The sun gave a command performance and the curtain rose on a new addition to Laguna Beach’s public art works, this one marking the 90th anniversary of the Laguna Playhouse and its original location, now known as the Peppertree Parking Lot between Forest and Ocean Avenues.
The marker with the legend “Here by the Pepper Tree stood the old Laguna Playhouse, 1924-1996,” is a replica of the original actors’ call board that graced the green room of a theater that seated roughly 150 spectators and was built for $5000.
(Actors sign in on the call board at performance time and where they can check announcements pertinent to their roles.)
At a celebratory party last Friday, Oct. 22, a former Laguna Playhouse artistic director explained the marker’s symbolism, saying the masks represent comedy and tragedy and while the lyre, swag, and urn denote ancient Greek poets. Beneath them is an abbreviated quote from William Shakespeare’s Hamlet, which outlines qualities required of a good actor, which still meet the job description 400 years later.
The tree itself remains. saved from the axe by Irma Nofziger, “for the people of Laguna as a monument of things past.”

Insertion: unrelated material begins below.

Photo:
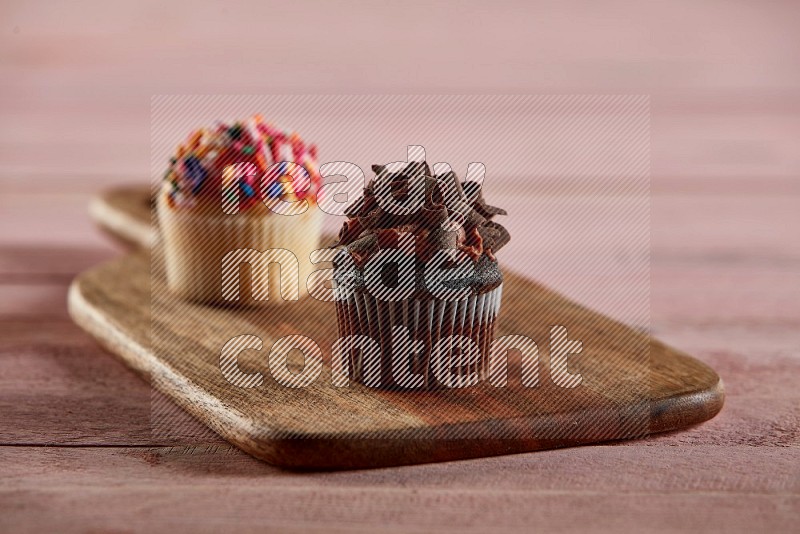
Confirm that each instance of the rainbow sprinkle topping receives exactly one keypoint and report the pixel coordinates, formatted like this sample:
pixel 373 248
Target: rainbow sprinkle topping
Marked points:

Members of the Laguna Beach arts community, (Pat Kollenda, Sian Poeschl, Lisa Mansour, Sharbie Higuchi, Wayne Baglin, Jody Gates, Bolton Colburn and Bree Burgess Rosen among others) and council members (Mayor Elizabeth Pearson and Toni Iseman) turned out to celebrate an institution whose history unwound in three acts.
Act one took place in the 1920s when the playhouse was a community theater, according to managing director Karen Wood. During WWII, the theater hosted USO dances and also served as a barracks.
Act II began when the new Moulton Theatre was built on Broadway Street in 1969 and community-based amateurs were replaced with professional actors and crew 18 years ago.
Act III takes place in the present, with the theatre broadening its purpose by hosting other performing organizations. She the theatre is now operating debt free. “It’s art and entertainment at its finest in your own back yard,” she said.
Laguna artist Mike Tauber recreated the old wooden call board with hand painted and fired tiles. “This is a permanent monument and I am honored to have created it for Laguna’s history,” he said. While the old board has deteriorated beyond repair, the original frame has been saved and put into storage, he said.
Also on hand was Harry Lawrence, 97, a retired former antiques dealer who helped launch the new Playhouse by securing a loan for the Moulton Theatre building from his own pocket.